Attorno al lago circondato dai monti, c'erano i campi dei contadini, le case,
i boschi che arrivavano fin su ai monti. Lecco era una di quelle terre, a
quel tempo un grosso borgo incamminato a diventare una grossa città.
Lungo una delle stradicciole che percorrevano i monti veniva percorsa da
don Abbondio che pronunciava il suo ufizio e tra un salmo e l'altro
chiudeva il libro, a testa china e la mano che destra fungeva da segna libro
mentre l'altra era piegata dietro la schiena.
Lungo la strada c'era un bivio la strada di destra portava su al monte l'altra
andava fino giù al torrente. Come era solito fare don Abbondio alzò la
testa arrivato al bivio, e vide due uomini uno dirimpetto all'altro, i loro
vestiti facevano capire da dove venivano: portavano una reticella verde al
capo, due lunghi mustacchi arricciati in punta, una cintura di cuoio lucido,
da essa spuntavano due pistole, un coltellaccio inserito in un taschino degli
ampi calzoni, un corno pieno di polvere da sparo, penzolante sul petto e
infine uno spadone, si facevano conoscere come i bravi.
Si notava benissimo che aspettavano qualcuno e quel qualcuno era proprio
don Abbondio non ne fu contento. Lesse un altro dei versi nel suo libro
affrettò il passo e quando fu tra i due uomini si fermò un di loro salutò don
Abbondio, esso chiese se i signori avevano bisogno.

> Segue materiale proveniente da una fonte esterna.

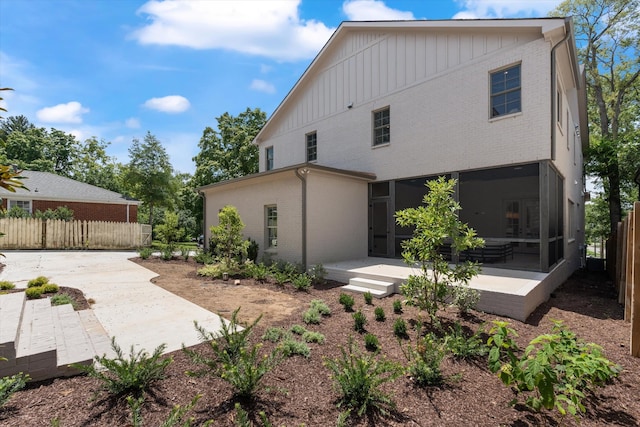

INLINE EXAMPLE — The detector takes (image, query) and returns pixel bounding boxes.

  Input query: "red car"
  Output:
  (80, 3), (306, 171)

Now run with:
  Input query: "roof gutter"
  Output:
(551, 18), (572, 160)
(295, 167), (309, 271)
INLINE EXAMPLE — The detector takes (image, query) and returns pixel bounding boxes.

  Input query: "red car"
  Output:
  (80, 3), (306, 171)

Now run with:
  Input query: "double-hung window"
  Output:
(373, 107), (391, 146)
(490, 64), (522, 118)
(265, 205), (278, 248)
(305, 131), (318, 162)
(264, 146), (273, 171)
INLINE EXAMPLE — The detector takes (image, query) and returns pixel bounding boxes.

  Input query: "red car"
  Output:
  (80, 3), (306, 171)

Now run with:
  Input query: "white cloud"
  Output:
(132, 0), (335, 61)
(144, 95), (191, 114)
(36, 101), (89, 123)
(249, 79), (276, 93)
(342, 0), (416, 21)
(453, 0), (561, 19)
(124, 117), (140, 129)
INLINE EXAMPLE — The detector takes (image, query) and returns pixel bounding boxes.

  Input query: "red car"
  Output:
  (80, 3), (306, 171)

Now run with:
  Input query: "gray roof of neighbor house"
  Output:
(0, 171), (141, 205)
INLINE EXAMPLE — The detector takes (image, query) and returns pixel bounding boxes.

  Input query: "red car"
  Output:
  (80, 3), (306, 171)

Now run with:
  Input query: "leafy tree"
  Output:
(209, 205), (249, 265)
(123, 132), (175, 225)
(552, 0), (640, 233)
(396, 177), (484, 320)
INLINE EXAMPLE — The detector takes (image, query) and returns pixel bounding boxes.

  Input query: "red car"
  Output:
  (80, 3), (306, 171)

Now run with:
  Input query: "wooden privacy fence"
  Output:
(0, 218), (151, 249)
(615, 202), (640, 357)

L'altro bravo rispose
che non si doveva fare, perplesso don Abbondio rispose che cosa non si
doveva fare, il bravo completò la frase dicendo che domani il matrimonio
tra Renzo e Lucia non si doveva celebrare. Don Abbondio tornò a casa e
difficilmente ne parlò con la sua serva Perpetua, poi andò a letto.
Già nel primo capitolo c'è la comparsa dei bravi, allora erano i servi del
padrone don Rodrigo. Nella loro descrizione si vede che era gente che non
scherzava, armati fino ai denti. Don Abbondio era un prete si era fatto
prete non per vocazione ma per i soldi che a quei tempi scarseggiavano,
poi perché i preti erano molto autonomi e almeno avevano qualcosa da
mettere sotto i denti ogni giorno. Don Abbondio non aveva un cuor di
leone, ma aveva capito che in quei tempi un animale senza artigli e zanne
era come un pesce fuor d'acqua, cioè se non eri dalla parte del più forte
facevi presto a ritrovarti ad un metro e mezzo sotto terra.